Patty Duke, who won an Oscar for best supporting actress...

Patty Duke, who won an Oscar for best supporting actress at 16 for her role as Helen Keller in 1962's "The Miracle Worker," has died, her agent confirmed. Credit: AP

Patty Duke, the Oscar-winning actress who also spent 50 years in front of TV cameras, capturing the heart of an entire generation playing a pair of identical cousins, died Tuesday. She was 69.

Duke’s agent, Mitchell Stubbs, says the actress died of sepsis from a ruptured intestine. She died in Coeur D’Alene, Idaho, according to Teri Weigel, the publicist for her son, actor Sean Astin.

“She was a wife, a mother, a grandmother, a friend, a mental health advocate and a cultural icon,” Stubbs said in a statement. “She will be greatly missed.”

Duke — whose birth name was Anna Marie Duke — was first a child actress. She won her Oscar at age 16, for best supporting actress in “The Miracle Worker,” the 1962 Arthur Penn-directed film in which she co-starred as the young Helen Keller with Anne Bancroft (also an Oscar winner as her teacher, Annie Sullivan). Duke had originated the role on Broadway.

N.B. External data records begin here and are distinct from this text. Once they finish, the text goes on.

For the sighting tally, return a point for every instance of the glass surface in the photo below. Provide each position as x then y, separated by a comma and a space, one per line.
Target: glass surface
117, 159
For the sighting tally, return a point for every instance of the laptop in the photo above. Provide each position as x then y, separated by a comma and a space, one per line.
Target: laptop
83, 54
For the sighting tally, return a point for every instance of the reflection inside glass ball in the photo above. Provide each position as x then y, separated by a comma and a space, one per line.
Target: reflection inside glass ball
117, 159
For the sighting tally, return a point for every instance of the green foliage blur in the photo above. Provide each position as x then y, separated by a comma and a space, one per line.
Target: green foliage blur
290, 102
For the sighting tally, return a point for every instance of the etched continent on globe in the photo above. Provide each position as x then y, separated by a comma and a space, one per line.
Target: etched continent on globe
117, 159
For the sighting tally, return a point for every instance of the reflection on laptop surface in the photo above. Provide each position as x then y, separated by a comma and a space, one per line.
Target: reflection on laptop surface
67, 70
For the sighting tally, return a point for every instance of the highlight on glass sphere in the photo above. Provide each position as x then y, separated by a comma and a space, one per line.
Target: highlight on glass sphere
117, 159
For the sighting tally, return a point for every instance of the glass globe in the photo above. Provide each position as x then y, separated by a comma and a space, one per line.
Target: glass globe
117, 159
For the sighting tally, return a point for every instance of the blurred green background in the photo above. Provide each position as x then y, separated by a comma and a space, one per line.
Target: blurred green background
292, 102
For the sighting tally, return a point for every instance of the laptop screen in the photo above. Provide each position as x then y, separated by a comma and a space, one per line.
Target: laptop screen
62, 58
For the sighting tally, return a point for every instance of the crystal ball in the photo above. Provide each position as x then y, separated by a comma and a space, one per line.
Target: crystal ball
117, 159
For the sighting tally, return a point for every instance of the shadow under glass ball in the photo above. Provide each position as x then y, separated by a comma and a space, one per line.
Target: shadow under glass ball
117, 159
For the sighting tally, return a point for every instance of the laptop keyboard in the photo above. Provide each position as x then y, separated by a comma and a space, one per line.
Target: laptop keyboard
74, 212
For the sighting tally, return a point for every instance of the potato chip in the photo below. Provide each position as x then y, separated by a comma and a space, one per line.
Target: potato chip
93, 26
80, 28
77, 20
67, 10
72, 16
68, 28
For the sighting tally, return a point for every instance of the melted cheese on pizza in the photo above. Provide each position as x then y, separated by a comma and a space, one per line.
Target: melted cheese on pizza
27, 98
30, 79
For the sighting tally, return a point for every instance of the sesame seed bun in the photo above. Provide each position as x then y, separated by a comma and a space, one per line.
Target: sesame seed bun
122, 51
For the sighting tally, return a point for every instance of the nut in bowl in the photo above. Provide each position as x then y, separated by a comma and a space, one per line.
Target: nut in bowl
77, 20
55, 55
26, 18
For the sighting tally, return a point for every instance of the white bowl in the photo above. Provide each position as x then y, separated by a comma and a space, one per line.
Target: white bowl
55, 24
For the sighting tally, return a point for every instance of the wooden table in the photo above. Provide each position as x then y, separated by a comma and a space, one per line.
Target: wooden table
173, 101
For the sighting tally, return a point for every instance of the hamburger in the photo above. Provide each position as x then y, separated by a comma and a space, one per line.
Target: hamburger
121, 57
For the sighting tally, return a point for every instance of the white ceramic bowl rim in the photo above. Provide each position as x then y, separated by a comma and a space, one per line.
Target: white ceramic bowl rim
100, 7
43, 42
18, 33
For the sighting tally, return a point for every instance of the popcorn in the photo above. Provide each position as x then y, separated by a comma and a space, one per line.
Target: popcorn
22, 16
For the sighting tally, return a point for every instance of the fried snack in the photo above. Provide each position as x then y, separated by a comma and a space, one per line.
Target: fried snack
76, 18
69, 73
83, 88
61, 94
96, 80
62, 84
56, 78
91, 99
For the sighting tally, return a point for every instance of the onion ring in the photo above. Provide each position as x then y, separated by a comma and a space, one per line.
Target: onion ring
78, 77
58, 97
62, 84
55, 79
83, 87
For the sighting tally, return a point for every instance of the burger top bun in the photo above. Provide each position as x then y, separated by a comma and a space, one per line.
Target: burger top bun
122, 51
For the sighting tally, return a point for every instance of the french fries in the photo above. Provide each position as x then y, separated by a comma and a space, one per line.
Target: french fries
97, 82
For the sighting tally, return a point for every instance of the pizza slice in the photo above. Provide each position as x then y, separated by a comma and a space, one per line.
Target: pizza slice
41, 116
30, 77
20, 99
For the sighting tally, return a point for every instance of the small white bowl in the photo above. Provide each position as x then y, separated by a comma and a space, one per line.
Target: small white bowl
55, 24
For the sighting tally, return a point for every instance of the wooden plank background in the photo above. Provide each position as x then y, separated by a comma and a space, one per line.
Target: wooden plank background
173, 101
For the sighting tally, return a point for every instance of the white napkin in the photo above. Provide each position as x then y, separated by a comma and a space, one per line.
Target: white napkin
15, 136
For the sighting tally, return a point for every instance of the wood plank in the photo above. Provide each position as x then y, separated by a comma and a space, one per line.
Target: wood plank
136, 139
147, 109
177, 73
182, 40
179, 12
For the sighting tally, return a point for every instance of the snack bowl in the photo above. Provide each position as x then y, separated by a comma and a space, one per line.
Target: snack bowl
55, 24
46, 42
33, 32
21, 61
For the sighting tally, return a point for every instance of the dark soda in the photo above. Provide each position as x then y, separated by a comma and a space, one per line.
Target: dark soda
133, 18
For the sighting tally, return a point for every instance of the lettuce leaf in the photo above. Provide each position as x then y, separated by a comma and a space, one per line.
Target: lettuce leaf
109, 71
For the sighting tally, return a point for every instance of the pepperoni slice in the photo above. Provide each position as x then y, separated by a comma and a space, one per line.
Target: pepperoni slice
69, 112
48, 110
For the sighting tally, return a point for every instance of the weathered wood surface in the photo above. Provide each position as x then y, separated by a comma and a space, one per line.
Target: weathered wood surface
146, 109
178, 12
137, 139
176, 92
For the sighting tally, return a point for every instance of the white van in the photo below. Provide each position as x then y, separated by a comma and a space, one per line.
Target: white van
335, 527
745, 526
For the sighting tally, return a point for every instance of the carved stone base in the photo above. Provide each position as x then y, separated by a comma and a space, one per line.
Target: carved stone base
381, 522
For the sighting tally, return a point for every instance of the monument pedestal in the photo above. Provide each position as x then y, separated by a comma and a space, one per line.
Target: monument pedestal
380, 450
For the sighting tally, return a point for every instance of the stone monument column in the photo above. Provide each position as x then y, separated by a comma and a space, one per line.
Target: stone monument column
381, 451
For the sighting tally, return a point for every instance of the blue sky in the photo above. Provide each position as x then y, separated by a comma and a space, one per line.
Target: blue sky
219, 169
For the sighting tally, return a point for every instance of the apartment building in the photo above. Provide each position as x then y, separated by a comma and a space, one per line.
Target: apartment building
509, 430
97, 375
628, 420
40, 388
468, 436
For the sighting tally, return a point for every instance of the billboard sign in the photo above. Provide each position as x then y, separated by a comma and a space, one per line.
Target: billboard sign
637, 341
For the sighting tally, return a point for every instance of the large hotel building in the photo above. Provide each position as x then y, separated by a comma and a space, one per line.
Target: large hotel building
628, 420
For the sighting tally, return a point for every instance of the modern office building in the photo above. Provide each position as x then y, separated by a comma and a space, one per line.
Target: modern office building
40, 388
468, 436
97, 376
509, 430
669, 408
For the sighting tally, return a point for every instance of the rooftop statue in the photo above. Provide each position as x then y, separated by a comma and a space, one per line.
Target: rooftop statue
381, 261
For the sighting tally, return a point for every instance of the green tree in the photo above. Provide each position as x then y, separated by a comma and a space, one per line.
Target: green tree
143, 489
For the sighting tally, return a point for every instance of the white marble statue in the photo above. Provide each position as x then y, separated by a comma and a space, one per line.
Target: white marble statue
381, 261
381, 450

“The Patty Duke Show” — a Sidney Sheldon creation — followed two years later, launching on ABC on Sept. 18, 1963. Duke played Patty Lane, an exuberant teen living in Brooklyn Heights whose cousin Cathy came to live with her. They were identical and — of course — played by the same actress. It was a tour de force for Duke, who often appeared in the same shots playing both characters — Patty, the “typical” American teen, and Cathy, a reserved, studious girl from Scotland who was perplexed and amused by her rambunctious cousin.

The series lasted only three seasons on ABC, an also-ran network in those days. ABC wanted to continue but also wanted to shift production of the series from New York to Hollywood. Duke was in her late teens when the show started but entered adulthood by the end of the third season. As an adult, she was able to work longer hours on a Hollywood production. She declined the move, and the series ended.

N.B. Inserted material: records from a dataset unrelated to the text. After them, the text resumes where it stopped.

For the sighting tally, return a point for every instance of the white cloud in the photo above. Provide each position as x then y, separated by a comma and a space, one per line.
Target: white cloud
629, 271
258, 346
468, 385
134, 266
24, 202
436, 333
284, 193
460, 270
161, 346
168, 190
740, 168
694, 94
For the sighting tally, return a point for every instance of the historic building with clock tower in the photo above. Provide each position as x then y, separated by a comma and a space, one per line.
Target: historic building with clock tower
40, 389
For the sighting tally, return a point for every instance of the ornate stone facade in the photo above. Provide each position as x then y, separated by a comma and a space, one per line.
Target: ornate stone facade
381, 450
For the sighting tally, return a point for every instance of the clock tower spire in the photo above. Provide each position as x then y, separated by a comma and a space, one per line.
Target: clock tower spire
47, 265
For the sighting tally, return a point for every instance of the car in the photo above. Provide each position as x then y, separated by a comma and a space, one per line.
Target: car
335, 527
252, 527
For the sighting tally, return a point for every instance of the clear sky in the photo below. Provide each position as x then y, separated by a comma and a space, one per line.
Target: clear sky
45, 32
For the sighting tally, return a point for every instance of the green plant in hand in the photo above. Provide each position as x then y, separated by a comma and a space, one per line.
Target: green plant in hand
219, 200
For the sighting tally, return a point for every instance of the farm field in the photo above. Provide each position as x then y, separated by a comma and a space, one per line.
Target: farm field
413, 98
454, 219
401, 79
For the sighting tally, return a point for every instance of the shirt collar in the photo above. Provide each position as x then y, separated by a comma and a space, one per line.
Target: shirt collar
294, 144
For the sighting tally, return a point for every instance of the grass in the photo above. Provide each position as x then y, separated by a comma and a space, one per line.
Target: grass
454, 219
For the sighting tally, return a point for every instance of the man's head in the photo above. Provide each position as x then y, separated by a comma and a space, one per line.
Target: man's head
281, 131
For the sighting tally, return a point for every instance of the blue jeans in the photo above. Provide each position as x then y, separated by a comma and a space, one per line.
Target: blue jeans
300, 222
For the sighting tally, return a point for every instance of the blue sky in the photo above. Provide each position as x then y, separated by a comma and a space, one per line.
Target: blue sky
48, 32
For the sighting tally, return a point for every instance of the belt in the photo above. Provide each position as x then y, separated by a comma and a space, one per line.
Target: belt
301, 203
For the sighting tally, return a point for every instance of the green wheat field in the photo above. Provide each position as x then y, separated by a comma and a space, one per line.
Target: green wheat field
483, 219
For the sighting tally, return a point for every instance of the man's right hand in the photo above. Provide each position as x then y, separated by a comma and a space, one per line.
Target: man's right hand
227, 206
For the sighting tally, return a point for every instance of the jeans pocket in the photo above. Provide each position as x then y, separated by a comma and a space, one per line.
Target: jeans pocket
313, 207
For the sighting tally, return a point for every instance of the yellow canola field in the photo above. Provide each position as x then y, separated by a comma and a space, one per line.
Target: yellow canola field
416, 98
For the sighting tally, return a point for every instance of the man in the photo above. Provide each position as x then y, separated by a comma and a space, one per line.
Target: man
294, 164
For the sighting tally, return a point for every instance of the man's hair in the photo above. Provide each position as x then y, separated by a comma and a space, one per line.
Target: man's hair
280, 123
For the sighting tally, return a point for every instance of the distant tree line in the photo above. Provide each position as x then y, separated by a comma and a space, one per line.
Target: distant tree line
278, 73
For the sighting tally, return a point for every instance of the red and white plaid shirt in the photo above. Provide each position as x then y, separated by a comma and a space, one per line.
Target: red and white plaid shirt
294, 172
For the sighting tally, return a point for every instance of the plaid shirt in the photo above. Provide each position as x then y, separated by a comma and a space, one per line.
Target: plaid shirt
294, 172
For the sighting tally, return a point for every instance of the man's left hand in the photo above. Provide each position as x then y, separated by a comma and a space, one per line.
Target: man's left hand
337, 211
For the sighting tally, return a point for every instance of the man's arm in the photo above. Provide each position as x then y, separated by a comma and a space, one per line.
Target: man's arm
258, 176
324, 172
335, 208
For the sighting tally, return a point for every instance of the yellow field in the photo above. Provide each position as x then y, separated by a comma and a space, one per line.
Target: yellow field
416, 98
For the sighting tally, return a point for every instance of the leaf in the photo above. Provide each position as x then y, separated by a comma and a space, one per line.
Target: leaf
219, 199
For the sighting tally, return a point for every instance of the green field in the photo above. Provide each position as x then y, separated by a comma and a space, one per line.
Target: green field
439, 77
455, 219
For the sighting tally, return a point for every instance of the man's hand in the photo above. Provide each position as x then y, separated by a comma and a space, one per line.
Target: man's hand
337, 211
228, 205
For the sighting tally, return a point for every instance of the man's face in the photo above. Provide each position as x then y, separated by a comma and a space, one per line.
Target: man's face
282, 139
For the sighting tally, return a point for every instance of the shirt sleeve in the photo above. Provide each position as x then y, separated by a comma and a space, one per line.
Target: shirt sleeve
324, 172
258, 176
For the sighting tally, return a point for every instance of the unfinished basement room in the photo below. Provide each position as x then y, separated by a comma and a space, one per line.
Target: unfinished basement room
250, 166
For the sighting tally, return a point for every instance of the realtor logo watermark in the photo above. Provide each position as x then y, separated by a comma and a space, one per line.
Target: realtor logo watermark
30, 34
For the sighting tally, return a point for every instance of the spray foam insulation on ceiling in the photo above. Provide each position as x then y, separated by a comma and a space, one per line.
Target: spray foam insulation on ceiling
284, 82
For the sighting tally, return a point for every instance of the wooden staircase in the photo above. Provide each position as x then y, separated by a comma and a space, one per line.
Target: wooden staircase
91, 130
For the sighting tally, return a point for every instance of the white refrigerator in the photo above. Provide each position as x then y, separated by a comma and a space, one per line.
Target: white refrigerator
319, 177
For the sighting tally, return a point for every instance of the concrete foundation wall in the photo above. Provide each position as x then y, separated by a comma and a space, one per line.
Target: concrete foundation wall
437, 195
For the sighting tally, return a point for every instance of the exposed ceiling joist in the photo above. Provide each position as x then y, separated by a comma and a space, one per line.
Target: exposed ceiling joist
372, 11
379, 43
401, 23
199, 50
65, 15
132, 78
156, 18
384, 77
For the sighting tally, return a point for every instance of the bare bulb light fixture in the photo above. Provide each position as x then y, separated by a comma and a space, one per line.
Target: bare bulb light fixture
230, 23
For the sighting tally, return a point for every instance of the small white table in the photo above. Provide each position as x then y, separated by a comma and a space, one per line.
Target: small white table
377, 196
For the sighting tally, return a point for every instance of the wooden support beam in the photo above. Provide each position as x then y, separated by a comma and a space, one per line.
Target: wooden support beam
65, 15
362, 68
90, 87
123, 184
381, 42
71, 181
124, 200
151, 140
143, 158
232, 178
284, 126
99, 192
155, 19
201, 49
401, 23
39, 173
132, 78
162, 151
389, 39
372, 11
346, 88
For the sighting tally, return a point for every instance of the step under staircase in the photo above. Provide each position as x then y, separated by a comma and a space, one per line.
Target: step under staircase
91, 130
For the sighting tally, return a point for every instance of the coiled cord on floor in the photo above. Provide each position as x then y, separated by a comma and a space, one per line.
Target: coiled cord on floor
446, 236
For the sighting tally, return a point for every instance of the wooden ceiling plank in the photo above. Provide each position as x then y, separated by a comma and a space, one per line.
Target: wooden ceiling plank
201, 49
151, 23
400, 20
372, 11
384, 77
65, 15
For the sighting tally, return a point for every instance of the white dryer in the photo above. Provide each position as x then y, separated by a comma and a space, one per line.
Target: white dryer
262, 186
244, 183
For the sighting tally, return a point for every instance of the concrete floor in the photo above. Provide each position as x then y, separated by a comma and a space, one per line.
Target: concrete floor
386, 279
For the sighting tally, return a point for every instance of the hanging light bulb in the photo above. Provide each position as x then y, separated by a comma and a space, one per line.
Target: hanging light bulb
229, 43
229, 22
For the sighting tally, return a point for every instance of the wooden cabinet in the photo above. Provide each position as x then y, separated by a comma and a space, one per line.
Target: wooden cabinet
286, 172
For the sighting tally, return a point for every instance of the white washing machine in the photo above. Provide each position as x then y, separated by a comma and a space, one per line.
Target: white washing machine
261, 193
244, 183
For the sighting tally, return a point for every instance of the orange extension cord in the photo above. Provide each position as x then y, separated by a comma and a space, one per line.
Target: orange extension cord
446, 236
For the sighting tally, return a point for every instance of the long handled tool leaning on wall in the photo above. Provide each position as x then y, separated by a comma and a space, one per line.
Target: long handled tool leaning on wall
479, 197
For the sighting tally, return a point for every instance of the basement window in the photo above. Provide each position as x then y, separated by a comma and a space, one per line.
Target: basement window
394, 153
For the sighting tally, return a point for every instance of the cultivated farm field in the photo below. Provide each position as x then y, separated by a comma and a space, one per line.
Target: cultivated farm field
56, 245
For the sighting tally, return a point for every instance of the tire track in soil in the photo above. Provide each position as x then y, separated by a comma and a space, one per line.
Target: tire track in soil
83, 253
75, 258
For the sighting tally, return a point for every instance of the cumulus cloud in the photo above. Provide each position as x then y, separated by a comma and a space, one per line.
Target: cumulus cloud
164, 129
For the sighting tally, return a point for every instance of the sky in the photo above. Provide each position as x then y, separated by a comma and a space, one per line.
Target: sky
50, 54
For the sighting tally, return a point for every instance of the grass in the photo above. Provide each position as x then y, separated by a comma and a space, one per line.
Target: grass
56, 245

While Duke would work almost continuously on TV over the next 40 years — on series such as “Hail to the Chief,” in which she played the first female president of the United States; “Amazing Grace”; “Touched by an Angel”; and, briefly, “Glee” — she never recaptured the glory of “The Patty Duke Show.”

Born in Elmhurst, Queens, she was the youngest of three. Duke had a difficult childhood with abusive parents. By 8 years old she was largely under the control of husband-and-wife talent managers who soon found her work on soap operas and print advertising. They supplied her with alcohol and prescription drugs, which accelerated the effects of her undiagnosed bipolar disorder.

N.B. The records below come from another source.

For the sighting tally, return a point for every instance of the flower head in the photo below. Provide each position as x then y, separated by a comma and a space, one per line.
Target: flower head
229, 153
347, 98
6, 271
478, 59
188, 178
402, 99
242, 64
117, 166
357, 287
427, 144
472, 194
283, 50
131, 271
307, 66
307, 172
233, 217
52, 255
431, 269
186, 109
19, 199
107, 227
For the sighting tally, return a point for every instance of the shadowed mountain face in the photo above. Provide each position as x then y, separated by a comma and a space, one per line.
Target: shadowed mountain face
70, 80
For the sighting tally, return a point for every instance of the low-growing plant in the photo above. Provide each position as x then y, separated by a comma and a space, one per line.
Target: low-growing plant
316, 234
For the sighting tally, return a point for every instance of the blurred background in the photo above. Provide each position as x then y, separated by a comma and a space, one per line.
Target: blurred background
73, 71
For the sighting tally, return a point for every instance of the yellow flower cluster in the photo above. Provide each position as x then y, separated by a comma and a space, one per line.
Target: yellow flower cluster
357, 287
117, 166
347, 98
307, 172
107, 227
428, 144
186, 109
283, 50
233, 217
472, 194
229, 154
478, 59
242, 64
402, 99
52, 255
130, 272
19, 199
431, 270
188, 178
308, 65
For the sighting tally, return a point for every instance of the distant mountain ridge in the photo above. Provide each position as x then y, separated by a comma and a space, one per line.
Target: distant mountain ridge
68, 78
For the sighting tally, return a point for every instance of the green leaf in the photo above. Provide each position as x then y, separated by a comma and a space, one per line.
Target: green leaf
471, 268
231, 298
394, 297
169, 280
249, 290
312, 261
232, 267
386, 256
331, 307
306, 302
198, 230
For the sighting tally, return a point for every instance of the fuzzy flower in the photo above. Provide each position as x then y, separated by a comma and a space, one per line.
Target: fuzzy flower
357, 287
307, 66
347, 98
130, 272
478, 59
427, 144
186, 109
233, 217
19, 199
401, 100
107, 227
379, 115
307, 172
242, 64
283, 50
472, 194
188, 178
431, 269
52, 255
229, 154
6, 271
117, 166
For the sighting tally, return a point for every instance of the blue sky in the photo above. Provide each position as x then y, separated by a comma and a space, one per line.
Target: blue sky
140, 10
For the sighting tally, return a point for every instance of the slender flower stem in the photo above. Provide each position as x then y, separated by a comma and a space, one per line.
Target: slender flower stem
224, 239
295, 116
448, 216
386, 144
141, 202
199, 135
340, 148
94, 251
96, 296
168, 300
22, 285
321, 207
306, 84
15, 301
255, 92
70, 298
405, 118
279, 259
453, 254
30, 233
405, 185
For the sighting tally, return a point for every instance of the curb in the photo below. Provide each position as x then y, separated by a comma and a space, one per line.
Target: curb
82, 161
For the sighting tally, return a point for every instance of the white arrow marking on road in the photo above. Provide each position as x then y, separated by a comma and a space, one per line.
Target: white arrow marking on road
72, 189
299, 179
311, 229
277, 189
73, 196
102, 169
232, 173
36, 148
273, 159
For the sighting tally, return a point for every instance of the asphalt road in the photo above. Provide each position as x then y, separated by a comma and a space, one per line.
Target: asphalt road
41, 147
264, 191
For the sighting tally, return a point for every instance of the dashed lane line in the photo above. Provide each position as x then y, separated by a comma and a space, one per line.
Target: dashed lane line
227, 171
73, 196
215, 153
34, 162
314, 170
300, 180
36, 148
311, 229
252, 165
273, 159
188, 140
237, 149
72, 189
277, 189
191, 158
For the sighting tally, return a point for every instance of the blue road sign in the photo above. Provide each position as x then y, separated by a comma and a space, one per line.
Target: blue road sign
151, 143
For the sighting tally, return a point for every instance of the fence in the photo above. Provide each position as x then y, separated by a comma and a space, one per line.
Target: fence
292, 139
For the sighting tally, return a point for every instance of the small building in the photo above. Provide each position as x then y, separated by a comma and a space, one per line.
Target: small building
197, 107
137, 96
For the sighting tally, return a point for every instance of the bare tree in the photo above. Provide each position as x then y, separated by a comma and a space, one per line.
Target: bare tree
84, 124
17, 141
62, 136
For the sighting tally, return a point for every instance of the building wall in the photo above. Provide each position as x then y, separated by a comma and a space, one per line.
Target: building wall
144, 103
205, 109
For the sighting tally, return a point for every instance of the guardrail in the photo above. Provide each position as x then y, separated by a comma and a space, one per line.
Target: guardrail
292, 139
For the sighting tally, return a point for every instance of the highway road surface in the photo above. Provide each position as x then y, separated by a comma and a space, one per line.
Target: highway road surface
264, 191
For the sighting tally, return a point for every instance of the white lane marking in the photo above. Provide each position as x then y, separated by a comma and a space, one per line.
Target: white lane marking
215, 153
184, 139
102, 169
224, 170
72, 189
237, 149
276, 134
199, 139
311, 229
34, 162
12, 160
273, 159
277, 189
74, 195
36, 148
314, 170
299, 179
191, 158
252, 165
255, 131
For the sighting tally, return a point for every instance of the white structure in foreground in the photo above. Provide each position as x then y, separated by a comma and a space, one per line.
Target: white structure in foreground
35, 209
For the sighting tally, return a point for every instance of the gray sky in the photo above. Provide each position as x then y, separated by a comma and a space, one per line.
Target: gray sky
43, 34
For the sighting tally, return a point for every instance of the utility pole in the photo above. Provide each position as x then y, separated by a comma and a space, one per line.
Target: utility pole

In her 1988 memoir, “Call Me Anna,” Duke wrote of her condition and its diagnosis only six years earlier, and of the treatment that subsequently stabilized her life. The book became a 1990 TV film in which she starred, and she became an activist for mental health causes, helping to destigmatize bipolar disorder.

Duke married “Addams Family” star John Astin in 1972 after her first marriage, to director Harry Falk, ended in divorce in 1969. (She was married for 13 days in 1970 to rock promoter Michael Tell, before ending in an annulment.) Her son Sean Astin (who would star in the “Lord of the Rings” trilogy), was born in 1971, with Duke later acknowledging that John Astin was his biological father. Astin and Duke (who had a second son, Mackenzie, now also an actor) divorced in 1985, and she married her fourth husband, Michael Pearce, in 1986. They adopted a son, Kevin, born in 1988.